A 2006 opinion issued by State Attorney General Robert F. McDonnell stated "... the governing boards of Virginia's public colleges and universities may not impose a general prohibition on the carrying of concealed weapons by permitted individuals ... Pursuant to specific grants of statutory authority, however, it is my opinion that colleges and universities may regulate the conduct of students and employees to prohibit them from carrying concealed weapons on campus."

In 2011, the Virginia Supreme Court found that the language used by George Mason University (GMU) to "... not impose a total ban of weapons on campus. Rather, the regulation is tailored, restricting weapons only in those places where people congregate and are most vulnerable – inside campus buildings and at campus events. Individuals may still carry or possess weapons on the open grounds of GMU, and in other places on campus not enumerated in the regulation."

There are age restrictions on the possession of firearms and some people are prohibited from possessing firearms due to certain criminal convictions. Licensed dealers must have the Virginia State Police conduct a background check prior to completing the sale of certain firearms. Persons who are not in the business of selling firearms, but make occasional, private sales, are not required to perform a background check before selling their firearms. Before July 1, 2012, a person could not purchase more than one handgun per 30-day period, though some exceptions applied; most significantly, holders of valid Concealed Handgun Permits (CHP) from Virginia were exempt from this restriction. The bill that repealed the "one-handgun-a-month law" was signed into law by Governor Bob McDonnell on February 28 of that year.

Open carry of a handgun without a permit is legal in Virginia at age 18, withstanding other applicable laws. Concealed carry of a handgun is allowed for persons who hold a valid CHP (concealed handgun permit), comply with certain restrictions, or who hold certain positions. Virginia shall issue a CHP to applicants 21 years of age or older, provided that they meet certain safety training requirements and do not have any disqualifying conditions under Title § 18.2-308.09 of the Virginia Code. Consuming an alcoholic beverage in ABC on-premises licensed restaurants and clubs, while carrying a concealed handgun, is prohibited; nor may any person carry a concealed handgun in a public place while under the influence of alcohol or illegal drugs (exceptions made for federal, state and local law enforcement). Any person permitted to carry a concealed firearm may not carry one in such manner in a public place while intoxicated. Possession of a firearm can compound the penalty for various other offenses, including illegal drug possession. Open carry while intoxicated is not addressed in the law and can presumed to be legal unless otherwise specified.

There are some restrictions on the use of weapons. Brandishing a firearm is punishable by up to a year in jail.

Some localities have adopted Second Amendment sanctuary resolutions.

In March 2020, the Virginia State Legislature passed 7 gun control bills. The bills included the following provisions:
- Criminal background checks are now required for all gun sales, excluding sales between family members and under certain other circumstances.

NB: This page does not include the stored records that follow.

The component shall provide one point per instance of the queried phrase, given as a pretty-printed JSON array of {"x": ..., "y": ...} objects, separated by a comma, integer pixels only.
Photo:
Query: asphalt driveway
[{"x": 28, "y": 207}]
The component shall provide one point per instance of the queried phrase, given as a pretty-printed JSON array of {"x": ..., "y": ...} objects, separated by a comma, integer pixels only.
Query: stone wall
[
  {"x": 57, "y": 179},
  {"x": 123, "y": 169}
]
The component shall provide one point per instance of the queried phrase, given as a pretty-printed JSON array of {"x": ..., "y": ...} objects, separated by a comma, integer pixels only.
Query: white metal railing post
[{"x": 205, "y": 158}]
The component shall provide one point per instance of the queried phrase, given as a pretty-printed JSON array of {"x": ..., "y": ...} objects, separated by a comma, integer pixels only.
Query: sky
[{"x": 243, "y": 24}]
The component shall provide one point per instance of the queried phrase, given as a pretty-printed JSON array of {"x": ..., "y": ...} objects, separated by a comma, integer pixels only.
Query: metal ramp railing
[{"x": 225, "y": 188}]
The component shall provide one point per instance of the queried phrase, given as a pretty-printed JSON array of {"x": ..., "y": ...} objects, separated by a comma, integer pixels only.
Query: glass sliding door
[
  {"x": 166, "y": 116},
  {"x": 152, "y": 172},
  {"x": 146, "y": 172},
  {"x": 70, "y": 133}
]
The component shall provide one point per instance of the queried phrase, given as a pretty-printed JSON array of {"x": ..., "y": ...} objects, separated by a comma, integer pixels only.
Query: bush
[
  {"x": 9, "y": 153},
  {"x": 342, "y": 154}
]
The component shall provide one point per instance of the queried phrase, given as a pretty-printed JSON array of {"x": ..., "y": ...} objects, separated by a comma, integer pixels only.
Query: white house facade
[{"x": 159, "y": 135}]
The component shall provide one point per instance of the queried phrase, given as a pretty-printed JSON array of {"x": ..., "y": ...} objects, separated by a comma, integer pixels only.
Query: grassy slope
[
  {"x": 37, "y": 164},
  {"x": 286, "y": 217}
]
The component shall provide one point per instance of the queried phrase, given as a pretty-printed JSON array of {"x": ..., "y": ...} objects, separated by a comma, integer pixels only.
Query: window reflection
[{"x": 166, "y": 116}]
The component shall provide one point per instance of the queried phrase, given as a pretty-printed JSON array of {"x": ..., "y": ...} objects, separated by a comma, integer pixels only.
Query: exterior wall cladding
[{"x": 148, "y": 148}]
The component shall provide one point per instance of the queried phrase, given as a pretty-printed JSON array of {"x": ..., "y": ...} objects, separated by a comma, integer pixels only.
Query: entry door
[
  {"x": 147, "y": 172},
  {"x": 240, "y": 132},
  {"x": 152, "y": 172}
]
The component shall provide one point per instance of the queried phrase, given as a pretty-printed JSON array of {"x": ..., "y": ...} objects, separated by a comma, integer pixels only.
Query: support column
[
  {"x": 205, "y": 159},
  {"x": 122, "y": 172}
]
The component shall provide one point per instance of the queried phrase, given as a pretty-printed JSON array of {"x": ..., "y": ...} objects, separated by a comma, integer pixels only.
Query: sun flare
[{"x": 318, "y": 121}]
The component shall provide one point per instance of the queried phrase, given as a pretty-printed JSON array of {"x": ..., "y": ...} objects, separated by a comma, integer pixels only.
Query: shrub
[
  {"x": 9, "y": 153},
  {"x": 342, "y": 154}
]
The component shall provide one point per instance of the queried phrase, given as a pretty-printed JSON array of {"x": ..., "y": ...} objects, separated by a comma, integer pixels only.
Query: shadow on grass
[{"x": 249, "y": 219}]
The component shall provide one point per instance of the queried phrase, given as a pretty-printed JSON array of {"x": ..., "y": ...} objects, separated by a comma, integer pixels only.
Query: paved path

Private party transfers between individuals who do not have a pre-existing relationship now require a background check conducted at a gun store.
- Handgun purchases are now capped at 1 every 30 days. However, people with licenses to carry concealed pistols are excluded from this limit.
- Virginia now has a red flag law. Judges can temporarily order the seizure of firearms from persons who are deemed a threat to themselves or others.
- Local governments have expanded power to ban firearms in certain sensitive areas, such as government buildings and public events.
- The penalty for allowing a child under 14 years of age to possess a firearms by leaving it unsecured in a reckless fashion was increased from a Class 3 misdemeanor to a Class 1 misdemeanor.
- People subject to "permanent protective orders" (domestic violence restraining orders with a maximum duration of 2 years) are required to surrender their firearms to local law enforcement, sell them to a licensed dealer, or give them to a person who is not prohibited from possessing firearms within 24 hours of being served notice of the protective order.
- Gun owners must report lost or stolen firearms to police within 48 hours.

==Concealed carry reciprocity==
VA code 18.2-308.014 (reciprocity) states:

A valid concealed handgun or concealed weapon permit or license issued by another state shall authorize the holder of such permit or license who is at least 21 years of age to carry a concealed handgun in the Commonwealth, provided

(i) the issuing authority provides the means for instantaneous verification of the validity of all such permits or licenses issued within that state, accessible 24 hours a day if available;

(ii) the permit or license holder carries a photo identification issued by a government agency of any state or by the U.S. Department of Defense or U.S. Department of State and displays the permit or license and such identification upon demand by a law-enforcement officer; and

(iii) the permit or license holder has not previously had a Virginia concealed handgun permit revoked.